Zambians insist that government provides more and better health services
without putting a price on it for the majority to pay. The assumption is that
government makes money on its own. It doesn't.
The people of Zambia make money. The more people make money and
contribute to the cost of health care, the more and better services we can all
have access to.
In addition to asking more
Zambians to contribute, cost-effectiveness also means improved efficiency in
the management of health resources by health workers. Poor prescription
practices, inefficient surgical procedures, incompetence, pilfering of
supplies, all cost the taxpayer more money. The patient who is not properly
treated will stay longer in the hospital or come back sooner rather than later
at an even greater cost to the taxpayer.
That brings me to the other
principle, quality care. Quality in health care is the effectiveness with which
we attend to the health needs of the population. For the patient in a clinical
setting, quality care means the absence of side-effects arising from treatment,
( in technical terms iatrogenic effects), it means a reduced stay in a hospital
bed, a positive feeling about the amount of attention received and the way it
is provided. It also means access to services when a patient needs them;
acceptability of services to the patient; a voice or say in the treatment
provided, and last but not least, trust in those treating you and caring for
you. When these things are not experienced by the individual who passes through
the doors of our health institution, then the job of health care has been less
than quality assured.
Finally, our health vision refers
to emphasis on family as a focus of our services. The reason is simple. The
first health provider is a family member. Sometimes the only "doctor"
is a family member who brings home an assortment of herbal medications from the
surrounding bushes and beyond.
It is within the family that decisions to take
any of us to the hospital are made.
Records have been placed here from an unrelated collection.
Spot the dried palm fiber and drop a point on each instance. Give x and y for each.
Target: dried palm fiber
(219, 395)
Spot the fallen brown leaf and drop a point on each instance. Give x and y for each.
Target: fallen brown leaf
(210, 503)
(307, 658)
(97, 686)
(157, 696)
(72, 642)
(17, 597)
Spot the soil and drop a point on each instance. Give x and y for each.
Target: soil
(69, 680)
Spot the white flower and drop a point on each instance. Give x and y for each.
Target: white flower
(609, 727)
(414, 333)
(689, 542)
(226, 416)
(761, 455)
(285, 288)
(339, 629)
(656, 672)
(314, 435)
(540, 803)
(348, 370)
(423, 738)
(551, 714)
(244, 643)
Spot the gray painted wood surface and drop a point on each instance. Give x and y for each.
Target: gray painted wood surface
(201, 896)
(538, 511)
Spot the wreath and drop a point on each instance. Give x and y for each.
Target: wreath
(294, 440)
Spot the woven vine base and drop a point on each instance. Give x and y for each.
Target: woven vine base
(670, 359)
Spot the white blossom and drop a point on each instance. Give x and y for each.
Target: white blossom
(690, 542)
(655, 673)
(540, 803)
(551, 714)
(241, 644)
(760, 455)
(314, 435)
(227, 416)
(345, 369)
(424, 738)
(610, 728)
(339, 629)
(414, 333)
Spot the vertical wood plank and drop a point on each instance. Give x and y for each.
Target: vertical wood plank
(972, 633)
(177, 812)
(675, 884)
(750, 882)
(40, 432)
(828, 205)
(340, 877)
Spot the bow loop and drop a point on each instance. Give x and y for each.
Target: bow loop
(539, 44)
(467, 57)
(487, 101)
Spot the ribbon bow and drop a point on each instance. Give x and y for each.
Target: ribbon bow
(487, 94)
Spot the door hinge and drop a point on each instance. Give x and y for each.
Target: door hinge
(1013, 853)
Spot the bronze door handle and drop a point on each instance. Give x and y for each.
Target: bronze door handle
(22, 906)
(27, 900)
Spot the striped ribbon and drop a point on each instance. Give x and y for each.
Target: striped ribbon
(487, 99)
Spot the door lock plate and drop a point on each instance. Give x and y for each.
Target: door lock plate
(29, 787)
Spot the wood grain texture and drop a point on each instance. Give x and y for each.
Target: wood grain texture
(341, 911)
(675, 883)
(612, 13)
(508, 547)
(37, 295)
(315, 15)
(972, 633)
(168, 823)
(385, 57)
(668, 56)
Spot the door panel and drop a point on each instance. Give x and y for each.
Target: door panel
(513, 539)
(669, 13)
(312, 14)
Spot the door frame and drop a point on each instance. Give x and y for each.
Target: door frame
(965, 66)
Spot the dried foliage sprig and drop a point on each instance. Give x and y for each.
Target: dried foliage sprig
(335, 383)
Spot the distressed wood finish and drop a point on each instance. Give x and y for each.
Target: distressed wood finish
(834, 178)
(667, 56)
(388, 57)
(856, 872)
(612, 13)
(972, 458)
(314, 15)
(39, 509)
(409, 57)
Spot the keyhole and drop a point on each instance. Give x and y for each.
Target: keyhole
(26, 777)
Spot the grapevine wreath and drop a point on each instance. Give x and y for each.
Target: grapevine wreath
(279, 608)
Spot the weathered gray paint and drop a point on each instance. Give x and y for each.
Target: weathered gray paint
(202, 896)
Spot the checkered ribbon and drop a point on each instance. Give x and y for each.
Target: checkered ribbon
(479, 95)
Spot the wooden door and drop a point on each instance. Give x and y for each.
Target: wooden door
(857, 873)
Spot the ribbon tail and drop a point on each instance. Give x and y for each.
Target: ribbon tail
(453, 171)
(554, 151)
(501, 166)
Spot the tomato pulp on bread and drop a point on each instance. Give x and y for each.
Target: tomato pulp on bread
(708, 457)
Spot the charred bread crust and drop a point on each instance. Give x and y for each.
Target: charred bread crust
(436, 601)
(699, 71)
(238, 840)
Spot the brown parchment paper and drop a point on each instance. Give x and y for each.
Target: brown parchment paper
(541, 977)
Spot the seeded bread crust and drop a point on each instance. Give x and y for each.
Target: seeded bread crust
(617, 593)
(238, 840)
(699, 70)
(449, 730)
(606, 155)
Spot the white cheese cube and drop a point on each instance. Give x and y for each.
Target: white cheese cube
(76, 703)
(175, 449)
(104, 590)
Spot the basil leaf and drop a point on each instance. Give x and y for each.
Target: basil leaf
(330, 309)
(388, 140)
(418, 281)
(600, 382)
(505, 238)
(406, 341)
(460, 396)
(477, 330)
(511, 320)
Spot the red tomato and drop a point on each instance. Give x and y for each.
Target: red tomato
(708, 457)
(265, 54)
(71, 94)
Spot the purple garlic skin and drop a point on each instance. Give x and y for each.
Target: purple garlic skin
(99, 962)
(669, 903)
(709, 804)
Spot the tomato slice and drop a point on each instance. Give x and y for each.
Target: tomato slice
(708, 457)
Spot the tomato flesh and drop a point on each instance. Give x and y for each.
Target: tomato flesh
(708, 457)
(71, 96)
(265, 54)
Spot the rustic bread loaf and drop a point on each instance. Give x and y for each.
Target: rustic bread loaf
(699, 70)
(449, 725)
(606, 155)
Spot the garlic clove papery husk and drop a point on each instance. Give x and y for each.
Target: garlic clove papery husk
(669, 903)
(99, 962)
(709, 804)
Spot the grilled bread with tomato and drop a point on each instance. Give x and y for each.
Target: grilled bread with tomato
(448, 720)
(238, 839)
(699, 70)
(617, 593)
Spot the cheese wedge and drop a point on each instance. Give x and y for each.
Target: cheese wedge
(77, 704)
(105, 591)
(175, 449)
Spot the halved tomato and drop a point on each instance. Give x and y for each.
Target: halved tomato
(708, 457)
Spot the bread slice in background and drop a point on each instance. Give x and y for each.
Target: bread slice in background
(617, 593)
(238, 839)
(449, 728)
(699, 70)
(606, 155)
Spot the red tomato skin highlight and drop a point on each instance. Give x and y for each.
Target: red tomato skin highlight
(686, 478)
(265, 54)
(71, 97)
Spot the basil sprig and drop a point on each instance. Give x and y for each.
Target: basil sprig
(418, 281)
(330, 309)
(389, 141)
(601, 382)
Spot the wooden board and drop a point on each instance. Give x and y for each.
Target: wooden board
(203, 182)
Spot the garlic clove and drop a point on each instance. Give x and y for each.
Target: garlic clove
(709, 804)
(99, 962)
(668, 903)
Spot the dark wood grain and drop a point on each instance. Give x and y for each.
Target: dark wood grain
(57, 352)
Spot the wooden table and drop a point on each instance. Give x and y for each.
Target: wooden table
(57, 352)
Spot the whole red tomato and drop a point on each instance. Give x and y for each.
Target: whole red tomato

It is family members who will pay for
transport bills and ensure that after discharge, the necessary home care to
ensure restoration to normal activity, including good nutrition and emotional
support, are done. And indeed, after all treatment fails, it will be the family
that will have to escort us to our resting places seven feet under.
As Zambians, we all know that in
matters of health practice, it is often the woman in the household who knows
anything about underfive clinics, CDD, UCI, HEPS, and boiling water to prevent
cholera. It is this health worker we must strengthen our partnership with, by
organizing our health services conscious of the fact that she is only human. If
health services are not designed in this gender sensitive manner, they will
fail to produce quality care.
At this point, let me turn to the
issues of ethical behaviour. If the principles I have described which lie
behind our health services reforms are sound, then the
professional conditions necessary to effect them must be specified. The
existence of health professions presupposes an ethical principle. Yet, on two
separate occasions in two Hospitals in 1995 and during the unfortunate doctors
strike that was precipitated by the leadership crisis in the health Ministry
during the Nkandu Luo-Ernest Mwansa- David Mpamba era, I came face to face with
a depressing reality. I was told by some
young doctors, "who cares about professionalism". I argued, and perhaps
in vain (but I hope not) that that is all that makes a difference between
plumbers and medicine men and women.
I understood the anger by the
junior doctors. What I have never understood is the zeal with which these three
ministers believed firing junior doctors was the best policy response to the
crisis in health care that the young doctors had identified in their
complaints? It is now with hindsight, interesting, that these ministers were
after Chiluba’s failed “Third Term” bid which I personally despised,
championing order. Having directly been responsible for firing 300 junior
doctors, they now wanted to present themselves as the heroes of the suffering
public? God help us. This is just a simple question of leadership.